班长来了一次。
姑且只叫她“班长”,是因为我除此之外对她一无所知。名字,年龄,来这里的原因,想要和我说什么,又是为什么要在这个时间来,我不理解。就像以前曾经造访这里的人们为什么会来一样,我一点都不理解。
自己确实是许久没有去学校了,但应该出席的考试从来不会缺少,自己也没有在课业上出过任何让校方没法容忍的事才对。
是身为班长让自己产生了不得不这么做的崇高感吗。
无聊透顶。
不过我本来就不在乎,需要理解的只有一件事而已。
从那天开始,需要理解的就只有一件事而已。
妈妈像以往一样在她感到不对劲前将她击昏,由我打入镇定剂,随后切下她的十指——不能让她逃走,所以绝对不能让她有机会使用双手。
虽然我是想要像之前一样直接杀了她,这样也能让腐败及早进行,但妈妈想要从她嘴里问出来这里的原因确保没有后顾之忧。

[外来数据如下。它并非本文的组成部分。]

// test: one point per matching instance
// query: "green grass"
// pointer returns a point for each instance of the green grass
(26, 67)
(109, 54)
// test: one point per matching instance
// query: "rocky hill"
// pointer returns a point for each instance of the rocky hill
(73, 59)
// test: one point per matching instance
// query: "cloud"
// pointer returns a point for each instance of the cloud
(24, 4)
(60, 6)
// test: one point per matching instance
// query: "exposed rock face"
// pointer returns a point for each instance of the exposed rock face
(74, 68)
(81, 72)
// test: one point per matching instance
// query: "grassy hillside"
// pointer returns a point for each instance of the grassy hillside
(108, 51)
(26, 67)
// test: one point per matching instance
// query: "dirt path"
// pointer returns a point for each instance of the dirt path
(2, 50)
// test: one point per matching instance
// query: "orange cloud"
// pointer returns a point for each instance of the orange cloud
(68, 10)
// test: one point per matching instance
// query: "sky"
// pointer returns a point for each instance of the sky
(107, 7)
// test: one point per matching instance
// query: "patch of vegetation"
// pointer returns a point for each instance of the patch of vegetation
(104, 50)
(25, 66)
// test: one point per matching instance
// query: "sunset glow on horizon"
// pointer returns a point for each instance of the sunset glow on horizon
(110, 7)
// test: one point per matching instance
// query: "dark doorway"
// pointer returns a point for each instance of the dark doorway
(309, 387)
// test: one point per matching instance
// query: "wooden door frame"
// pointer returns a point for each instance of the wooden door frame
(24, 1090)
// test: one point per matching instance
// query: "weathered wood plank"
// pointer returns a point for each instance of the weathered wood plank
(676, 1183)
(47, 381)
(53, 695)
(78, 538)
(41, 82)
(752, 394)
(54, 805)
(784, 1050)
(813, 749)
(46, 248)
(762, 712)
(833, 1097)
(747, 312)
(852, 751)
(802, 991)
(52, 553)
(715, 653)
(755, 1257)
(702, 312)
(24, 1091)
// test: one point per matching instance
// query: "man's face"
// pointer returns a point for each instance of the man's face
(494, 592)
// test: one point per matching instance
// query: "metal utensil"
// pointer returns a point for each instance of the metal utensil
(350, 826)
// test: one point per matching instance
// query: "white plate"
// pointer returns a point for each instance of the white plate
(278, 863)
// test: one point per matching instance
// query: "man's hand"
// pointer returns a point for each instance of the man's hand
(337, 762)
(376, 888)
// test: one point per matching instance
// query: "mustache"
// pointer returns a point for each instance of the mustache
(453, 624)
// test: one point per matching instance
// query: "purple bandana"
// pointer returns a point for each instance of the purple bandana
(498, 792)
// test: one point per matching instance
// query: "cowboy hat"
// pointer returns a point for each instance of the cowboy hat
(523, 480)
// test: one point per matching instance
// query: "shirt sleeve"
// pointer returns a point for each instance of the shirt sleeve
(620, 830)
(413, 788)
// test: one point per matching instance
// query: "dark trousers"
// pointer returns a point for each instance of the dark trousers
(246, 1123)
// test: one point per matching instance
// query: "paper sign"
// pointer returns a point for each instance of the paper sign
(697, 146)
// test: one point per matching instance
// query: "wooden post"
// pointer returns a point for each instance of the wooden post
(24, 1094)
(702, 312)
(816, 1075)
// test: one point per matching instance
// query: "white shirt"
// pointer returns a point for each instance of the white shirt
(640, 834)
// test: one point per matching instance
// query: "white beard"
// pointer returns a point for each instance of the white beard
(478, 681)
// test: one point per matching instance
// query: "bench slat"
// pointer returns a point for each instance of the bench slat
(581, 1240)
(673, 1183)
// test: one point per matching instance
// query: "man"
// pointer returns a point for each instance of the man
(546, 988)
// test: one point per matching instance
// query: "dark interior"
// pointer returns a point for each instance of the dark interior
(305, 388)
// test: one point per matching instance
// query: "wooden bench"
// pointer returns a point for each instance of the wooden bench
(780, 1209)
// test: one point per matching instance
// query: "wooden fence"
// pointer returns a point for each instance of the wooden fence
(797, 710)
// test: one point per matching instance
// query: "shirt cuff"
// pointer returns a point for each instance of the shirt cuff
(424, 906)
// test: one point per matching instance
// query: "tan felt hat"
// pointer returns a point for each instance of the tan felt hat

可是弟弟已经那么多天都没有进食了,再这么下去会出问题。
于是,我将切下的手指装在盘中,随后送到了它面前。
刚刚切下来的话,一定很难吃吧。
看啊,都流出眼泪了。
我是那样地为他感到愧疚,但弟弟却依然接受了我。
怀着这样的感情,我在之后回到了地下室的另一间房间,并无可抗拒地深深陷入梦中。
这栋房子的每一个角落都散发着恶臭,无论何时都只能感觉到粘腻和脏污,即使是自己的房间也一样,所以阴凉的地下反倒能让人稍稍舒心。
我本以为自己会梦到一些和这些无关的东西,像是正常的生活,持续的安稳,或是平静的天空,这些空泛却令人安心的梦境。
但是很遗憾,环视一周的结果并没有让我如愿以偿。
也从来没有如愿以偿过。
乌黑发亮的红木家具并不舒适,但尚未蒙尘的诸多花纹雕饰令人放松。
无法改变,起身,跨过特地订做的配套对开木门的门槛,在那个年代尚显得奢侈的大尺寸背投电视与内容是小镇风光的大尺寸挂画前游走视线,回转的阶梯通向上下三层,屋外的午后阳光填满宽敞的屋内,被无趣的我叫作小白的波斯猫正慵懒地跟在自己的身后,等待着我继续将这场梦境不知第几次推入黑暗。
“为什么总会回到这里......”
尚且如同正常孩童一般的弟弟也一如既往地站在我的身边,低头不语。
说起来,那时的爸爸妈妈都因为他不会说话而担心,好像是这样。
我拉起他的左手,推开客厅的房门,跨过第二道门槛。
眼前是十年前再熟悉不过的某个下午。
脑内重构的次数过多,就连高度造成的空间感差异也已经变得没有违和感。在只有二分之一左右的视线高度中,正围绕着茶几坐下谈笑的大人们看起来就如同巨人。
我迟迟不愿再朝前走哪怕一步。
但弟弟却反过来擅自牵起了我。
那或许是梦境与未来的接点,我在某种意义上理解了那究竟意味着什么。
客厅内有爸爸,妈妈,叫不上名字的阿姨,爷爷,爷爷的兄弟,奶奶,奶奶的兄弟,正在摆弄相机的叔叔。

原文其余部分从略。